Byron, with gold and silver rings on his fingers, adjusts a thick gold watch and argues that Grand Funk Railroad are on the way back.

“They do like heavy rock bands,” he agrees. “In America it’s down to two things. Either a softer country sound like Crosby, Stills, Nash and Young or the Eagles. Or it’s down to rock — Heavy exciting. FUN music.”

People who don’t dig riff-rock and the Purple’s and Sabbaths still dig Heep. Byron finds an explanation difficult, and tells of young chicks filling the front rows. But later he just about summed it up:

“We’re a lot more melodic than Purple and Sabbath, after all. We play more variety of songs.”

American music journals have described part of the band’s material and appearance as psychedelic.

“I don’t really know what they meant by that,” Byron replies vaguely, “because I thought those days were over.”

Perhaps. The reason could be down to the colours and effect of the last two album sleeves. And an instrumental passage in “The Spell”, reminiscent of Pink Floyd’s “Atom Heart Mother.”

“Maybe. Yeah, we dig the Floyd,” says Byron.

“They say,” he elaborates, “that listening and watching us is overwhelming. You feel as though you’re going to hit the ceiling any minute, because it’s so colourful, visual and dramatic — we’re called arrogant and we’re called dramatic. And we’re also loud, but there’s a lot of dynamics in the music.

“We take it from right down here,” he continues lowering his head to beneath the table level, to busting the walls apart.

“We aim to make everybody go out of that hall saying, ‘Christ.
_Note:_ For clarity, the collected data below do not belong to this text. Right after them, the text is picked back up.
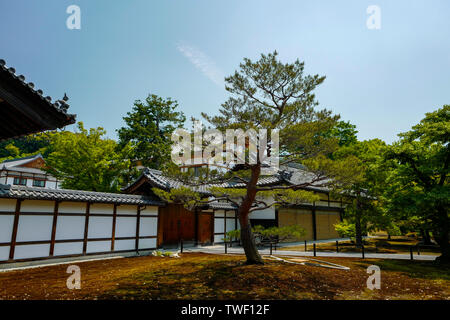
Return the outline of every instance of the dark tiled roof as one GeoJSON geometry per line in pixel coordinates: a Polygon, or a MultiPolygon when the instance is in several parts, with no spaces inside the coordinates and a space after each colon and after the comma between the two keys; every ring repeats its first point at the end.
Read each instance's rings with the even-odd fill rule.
{"type": "Polygon", "coordinates": [[[42,90],[34,89],[32,82],[26,82],[23,75],[16,75],[16,70],[12,67],[8,68],[5,60],[2,59],[0,59],[1,92],[5,96],[0,96],[0,98],[5,101],[10,100],[8,103],[13,105],[12,110],[7,110],[10,108],[5,107],[5,105],[2,106],[1,115],[3,122],[6,120],[20,120],[22,122],[19,121],[16,124],[10,123],[11,126],[8,129],[6,127],[0,129],[0,140],[45,130],[54,130],[75,123],[75,115],[67,113],[67,109],[69,108],[69,105],[66,103],[68,100],[67,96],[64,96],[61,100],[52,102],[50,96],[44,96],[42,90]],[[17,95],[18,92],[20,92],[19,95],[17,95]],[[30,111],[26,110],[27,108],[23,106],[28,107],[29,110],[33,110],[32,112],[34,112],[34,115],[28,114],[28,123],[23,121],[22,117],[30,111]],[[37,117],[36,114],[38,115],[37,117]],[[11,119],[6,119],[8,117],[11,119]]]}
{"type": "Polygon", "coordinates": [[[147,196],[65,189],[43,189],[0,184],[0,198],[28,200],[89,201],[98,203],[162,206],[163,202],[147,196]]]}
{"type": "MultiPolygon", "coordinates": [[[[210,195],[209,188],[211,187],[219,187],[219,188],[245,188],[245,183],[243,182],[224,182],[224,183],[217,183],[217,184],[204,184],[204,185],[198,185],[198,186],[189,186],[187,184],[184,184],[181,181],[172,179],[170,177],[164,176],[163,173],[159,170],[155,169],[149,169],[146,168],[142,175],[131,185],[127,186],[123,189],[124,192],[130,191],[133,189],[133,187],[137,184],[139,184],[142,179],[146,179],[150,185],[152,185],[155,188],[160,188],[163,190],[170,190],[173,188],[180,188],[180,187],[189,187],[192,188],[194,191],[199,192],[203,195],[210,195]]],[[[271,177],[261,177],[258,180],[258,186],[268,186],[268,185],[276,185],[276,184],[282,184],[283,182],[286,182],[285,179],[281,175],[274,175],[271,177]]]]}
{"type": "Polygon", "coordinates": [[[237,210],[237,207],[230,202],[211,202],[208,204],[209,209],[214,210],[237,210]]]}

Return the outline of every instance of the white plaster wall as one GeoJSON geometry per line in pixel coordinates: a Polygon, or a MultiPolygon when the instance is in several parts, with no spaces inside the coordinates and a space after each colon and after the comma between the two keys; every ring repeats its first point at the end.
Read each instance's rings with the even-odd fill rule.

What was that?’ So your ears are still ringing a day later. That way, people don’t just remember the band — they remember the experience. We want to make it a total experience.”

So going to see Uriah Heep can be a frightening thing. He says: “People describe us as frightening to watch because they think somebody is going to drop dead.

“It’s like organised chaos on stage. It looks chaotic, then all of a sudden it’s very organised. They say, ‘wait a minute, they do know what they’re doing.’ It falls apart again, and then you bring it together. We’ve always got their attention.

“I look around and see how many cigarettes are being lit. Because if people light up they’re not watching us. I’ve never seen many cigarettes being lit.”

Audience acclaim aside, the band have at last made it with the music on “The Magician’s Birthday.” “Look At Yourself” and “Demons” in part were blatantly conceived with the influence of Zepp, Floyd, Vanilla Fudge and pop-rock. But their latest is more a re-examination of their own originality.

“Now, all those bands you mentioned are bands we all like,” says Byron.

“Everybody’s influenced by hearing the things they like. If I hear another singer, from Ray Charles to Robert Plant, and there’s a certain line to make me stop and listen, it goes in the back of my mind. Somewhere along the line it’s going to come out.”

Of Heep as a unit, he says: “If we split and formed different bands, we’d probably fail. The fact is it works in this band. You never question why it works. Once you do, it might lose the very thing which makes it work. So don’t question it, just dig it, and carry on.”

Undoubtedly. Part of which is the British, Japanese and German tours, resulting, we hope, in a live double set. Great Expectations.